2008’s San Isidro is upon us here in Madrid, Spain. The official day for San Isidro, Madrid’s patron saint, is 15 May but San Isidro Events are planned for an entire month. Thursday, May 15th, is THE day.
The “Pradera de San Isidro“, which are the gardens or park grounds around the Ermita de San Isidro (the San Isidro Chapel – not to be confused with the church of the same name in downtown Madrid), is fortunately located very near me and is the location where Goya created many of his famous paintings of the city of Madrid more than 200 years ago. The Pradera de San Isidro is already lined with its stands and kiosks, the amusement park rides have been assembled, and the musical stage has been constructed. The only thing which remains are the people. The area will open Wednesday night at 8pm.

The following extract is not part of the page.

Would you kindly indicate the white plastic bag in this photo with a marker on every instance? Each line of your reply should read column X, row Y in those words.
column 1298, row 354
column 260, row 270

Going to the “Romería” (saint’s day party of the local village) in the Pradera de San Isidro is a love-hate situation. I LOVE going to see all the children and older folks dressed in traditional costume as “Chulapos” and “Chulapas” and watching the older folks dancing the “Chotis” – the typical 19th century dance danced mainly in the Lavapies and El Rastro neighborhoods at that time. But I HATE the dense concentration of people. At the peak hour it’s nearly impossible to walk anywhere, everyone being front-to-back, shoulder-to-shoulder and no one moving but everyone with a destination in mind. Total gridlock. And if it’s hot – as it often is at this time of year – even worse.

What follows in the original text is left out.